The new Bordeaux red wine quality index suggests 2003 is the best year on record and that 2020 and 2018 are not far behind. Does that hold true? The Wine Cellar Insider describes the 2003 vintage as a “scorched, hot, dry growing season.” Bordeaux experienced extreme temperatures in 2003 and the revised index is certainly picking up that signal in the growing season average temperature.

The Buyer, however, quotes Guy Seddon as saying “Bordeaux 2020 is good. It’s really good. But coming hot on the heels of two strong vintages, we’re going to need some convincing.” So, at least there is an indication from Guy Seddon the index is working and accurately assess wine quality in recent years.

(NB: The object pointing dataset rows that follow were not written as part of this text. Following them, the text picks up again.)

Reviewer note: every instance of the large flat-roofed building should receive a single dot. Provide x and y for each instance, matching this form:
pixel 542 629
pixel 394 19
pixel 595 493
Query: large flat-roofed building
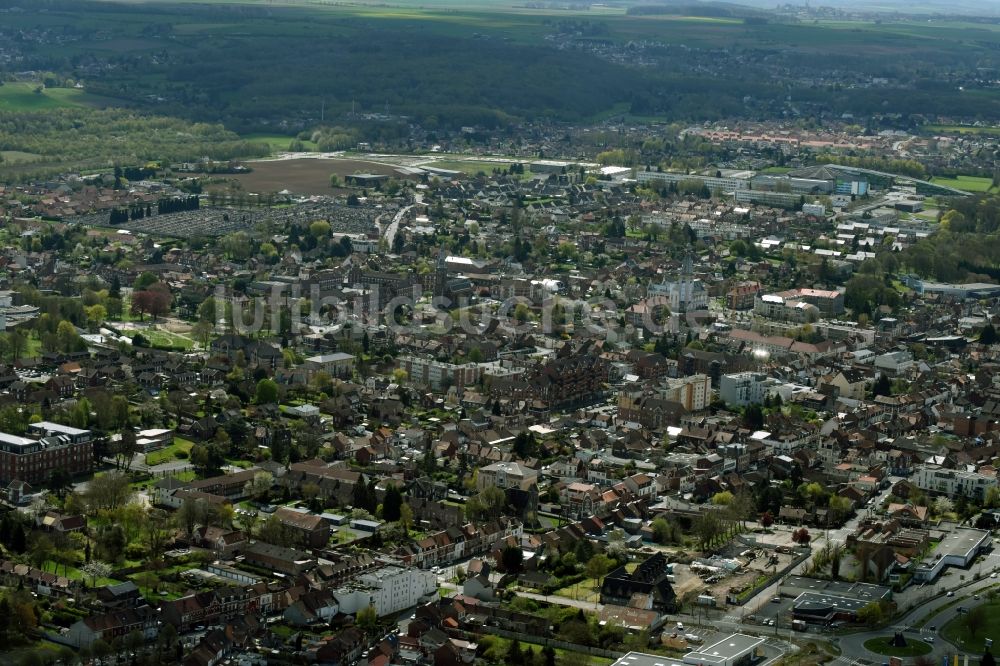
pixel 33 460
pixel 737 181
pixel 823 601
pixel 959 547
pixel 730 651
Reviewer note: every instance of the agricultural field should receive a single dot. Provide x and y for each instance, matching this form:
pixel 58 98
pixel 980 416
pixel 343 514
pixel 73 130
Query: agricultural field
pixel 305 176
pixel 967 183
pixel 22 96
pixel 278 143
pixel 961 129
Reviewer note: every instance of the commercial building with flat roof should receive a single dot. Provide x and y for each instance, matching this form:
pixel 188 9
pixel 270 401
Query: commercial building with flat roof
pixel 959 547
pixel 823 601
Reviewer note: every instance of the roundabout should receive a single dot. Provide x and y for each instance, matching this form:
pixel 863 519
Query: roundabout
pixel 886 645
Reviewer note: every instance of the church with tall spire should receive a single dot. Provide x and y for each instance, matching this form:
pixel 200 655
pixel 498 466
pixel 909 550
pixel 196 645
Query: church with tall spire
pixel 684 292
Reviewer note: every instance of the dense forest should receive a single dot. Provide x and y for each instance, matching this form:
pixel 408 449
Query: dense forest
pixel 255 67
pixel 84 137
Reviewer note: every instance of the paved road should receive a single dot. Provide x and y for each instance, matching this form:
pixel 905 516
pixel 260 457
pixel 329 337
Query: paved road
pixel 936 599
pixel 390 232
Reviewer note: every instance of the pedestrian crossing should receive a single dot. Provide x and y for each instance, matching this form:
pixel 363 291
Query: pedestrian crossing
pixel 848 661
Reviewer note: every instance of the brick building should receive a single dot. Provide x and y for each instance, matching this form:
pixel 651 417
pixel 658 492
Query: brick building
pixel 33 460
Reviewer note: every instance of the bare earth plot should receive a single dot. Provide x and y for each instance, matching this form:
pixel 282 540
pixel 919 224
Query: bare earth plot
pixel 305 175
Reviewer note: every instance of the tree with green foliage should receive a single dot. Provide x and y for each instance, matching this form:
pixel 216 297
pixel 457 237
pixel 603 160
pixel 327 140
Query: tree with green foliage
pixel 512 559
pixel 988 336
pixel 267 392
pixel 367 619
pixel 392 503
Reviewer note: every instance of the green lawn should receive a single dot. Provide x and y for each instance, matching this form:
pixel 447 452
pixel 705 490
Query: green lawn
pixel 278 142
pixel 18 157
pixel 73 573
pixel 967 183
pixel 168 454
pixel 963 129
pixel 957 631
pixel 914 647
pixel 22 97
pixel 158 337
pixel 498 647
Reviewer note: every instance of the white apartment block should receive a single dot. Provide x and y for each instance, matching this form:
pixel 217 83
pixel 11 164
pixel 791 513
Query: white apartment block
pixel 429 372
pixel 953 482
pixel 744 388
pixel 727 184
pixel 694 392
pixel 390 590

The index also ranks 1990 as a decent year. The Wine Spectator gives the 1990 Chateau Latour (which I’ve had the pleasure of enjoying) 100 of 100 points and listed it as the #1 wine released in 1993. Further evidence that while the index contains useful information temperature trends may make the index less useful.

Temperatures in the Bordeaux region are going to increase for the rest of our lifetimes. At some point, the increasing temperatures will become damaging to Bordeaux’s red wine quality. That factor is not represented in the regression equation.

Finally, it might be helpful to rank the years of the index.

The Bordeaux Wine Quality Index: Sorted by Value

Top 10 Bordeaux Vintages

The top 10 Bordeaux vintages as predicted by the wine weather quality index is shown below.

Top 10 Bordeaux Vintages: Wine Quality Index
Top 10 Bordeaux Vintages based on the Wine Quality Index

The Ashenfelter wine quality index creates waves of controversy when it was first introduced. This post reevaluated the index while correcting for a few issues in an effort to improve it. Once reconstituted, we can calculate the top 10 Bordeaux vintages.